The State Chain is an application-specific blockchain designed for the Chainflip protocol, making cross-chain swap transactions efficient. Whenever funds are deposited, the State Chain witness the deposit, where they are bundled and processed to be swapped in the Just-In-Time AMM protocol — all in the same block.

Once the funds are swapped, the new assets are ready to be sent to the destination address by a process called Egress.

Learn more about the Native Swap Flow.

Example: USDC (Ethereum) to BTC (Bitcoin)

Essentially, the process of JIT swaps on Chainflip looks like this for a user:

  1. A user initiates a swap by depositing 10,000 USDC to buy BTC. The deposit is made through a swap Deposit Channel linked to their BTC address.
  2. Market Makers monitor the Ethereum blockchain for the deposit and anticipate its execution on the Chainflip State Chain.
  3. After 4 Ethereum blocks, the deposit transaction is considered final in the State Chain, and is expected to be executed in about 48 seconds (8 Chainflip State Chain blocks).
  4. Market Makers now must include any limit or range order updates to compete for the trade on the BTC-USDC pool.
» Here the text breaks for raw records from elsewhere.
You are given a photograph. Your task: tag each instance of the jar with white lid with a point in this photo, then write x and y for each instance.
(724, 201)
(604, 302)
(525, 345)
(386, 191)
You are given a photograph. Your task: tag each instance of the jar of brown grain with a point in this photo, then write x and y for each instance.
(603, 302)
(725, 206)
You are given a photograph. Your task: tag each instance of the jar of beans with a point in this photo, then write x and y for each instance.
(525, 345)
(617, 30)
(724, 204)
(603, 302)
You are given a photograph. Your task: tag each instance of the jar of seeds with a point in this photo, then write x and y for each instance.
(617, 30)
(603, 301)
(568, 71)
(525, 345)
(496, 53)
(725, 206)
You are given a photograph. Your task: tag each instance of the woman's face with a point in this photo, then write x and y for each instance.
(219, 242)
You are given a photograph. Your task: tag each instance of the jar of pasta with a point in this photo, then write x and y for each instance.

They use risk model calculations and their capital on other exchanges to determine their best possible price for the trade.
  5. The swap deposit reaches the witness threshold and is executed. The swap consumes some range orders before the pool price matches the next best limit order.
  6. The Chainflip Validator network sends the swapped BTC funds to the user's native BTC wallet address.

Learn more about our novel Just In Time AMM Protocol.
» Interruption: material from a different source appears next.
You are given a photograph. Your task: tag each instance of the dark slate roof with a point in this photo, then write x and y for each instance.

Example: BTC (Bitcoin) to ETH (Ethereum)

The process is almost identical to the previous example, but in this case, there are two pools involved:

  1. A user initiates a swap by depositing 1 BTC to buy ETH. The deposit is made through a swap Deposit Channel linked to their ETH address.
  2. Market Makers monitor the Bitcoin blockchain for the deposit and anticipate its execution on the Chainflip State Chain.
  3. After 3 Bitcoin blocks (~30 minutes), the deposit transaction is considered final in the State Chain, it is expected to be executed in about 48 seconds (8 Chainflip State Chain blocks).
  4. Market Makers now must include any limit or range order updates to compete for the trade on the BTC-USDC and ETH-USDC pools. They use risk model calculations and their capital on other exchanges to determine their best possible price for the trade.
  5. When a swap route requires multiple swaps through pools, each swap is conducted sequentially, usually in the same block.
  6. The swap deposit reaches the witness threshold and is executed. Each swap consumes some range orders before the pool price matches the next best limit order.
  7. The Chainflip Validator network sends the swapped ETH funds to the user's ETH wallet address at the end.
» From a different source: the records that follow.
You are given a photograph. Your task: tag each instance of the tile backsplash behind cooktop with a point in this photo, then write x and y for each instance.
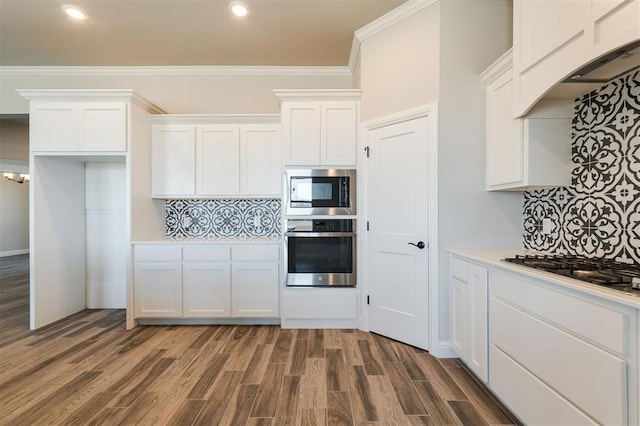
(599, 214)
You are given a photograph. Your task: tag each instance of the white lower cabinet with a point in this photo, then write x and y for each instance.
(468, 314)
(562, 357)
(206, 281)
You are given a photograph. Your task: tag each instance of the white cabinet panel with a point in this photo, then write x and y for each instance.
(319, 128)
(53, 126)
(339, 133)
(173, 160)
(525, 153)
(478, 338)
(218, 160)
(78, 126)
(553, 39)
(255, 289)
(158, 289)
(301, 133)
(458, 316)
(261, 156)
(518, 388)
(602, 393)
(206, 289)
(103, 126)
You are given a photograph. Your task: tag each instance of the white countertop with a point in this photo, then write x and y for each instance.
(493, 257)
(211, 240)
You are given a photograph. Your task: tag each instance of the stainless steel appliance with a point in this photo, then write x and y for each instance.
(321, 252)
(604, 272)
(320, 192)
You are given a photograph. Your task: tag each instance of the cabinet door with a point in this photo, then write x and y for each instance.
(53, 126)
(477, 336)
(339, 133)
(504, 149)
(261, 157)
(458, 316)
(158, 289)
(301, 133)
(103, 126)
(218, 160)
(206, 289)
(255, 289)
(173, 160)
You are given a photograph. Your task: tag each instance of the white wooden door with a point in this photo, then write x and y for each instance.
(218, 160)
(397, 206)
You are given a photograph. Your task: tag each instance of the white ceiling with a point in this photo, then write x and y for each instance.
(184, 32)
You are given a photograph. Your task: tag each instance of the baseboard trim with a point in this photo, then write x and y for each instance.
(443, 350)
(13, 252)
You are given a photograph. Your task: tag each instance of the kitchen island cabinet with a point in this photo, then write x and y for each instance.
(570, 346)
(216, 156)
(319, 127)
(206, 281)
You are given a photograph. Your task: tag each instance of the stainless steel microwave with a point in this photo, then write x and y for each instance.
(320, 192)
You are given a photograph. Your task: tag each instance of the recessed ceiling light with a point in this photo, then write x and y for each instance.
(75, 12)
(239, 8)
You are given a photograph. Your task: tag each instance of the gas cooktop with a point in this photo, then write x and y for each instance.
(604, 272)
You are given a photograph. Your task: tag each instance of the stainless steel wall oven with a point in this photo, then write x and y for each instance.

It's important to note how Chainflip uses USD as the default pairing for all liquidity pools, with USDC (ERC20) as collateral. This design choice optimizes pricing while reducing liquidity fragmentation and aggregates slippage.

USDC as an intermediate asset

USDC is chosen as the primary stablecoin base asset due to its high liquidity, adoption in DeFi, and secure structure compared to other options like USDT and algorithmic-stablecoins.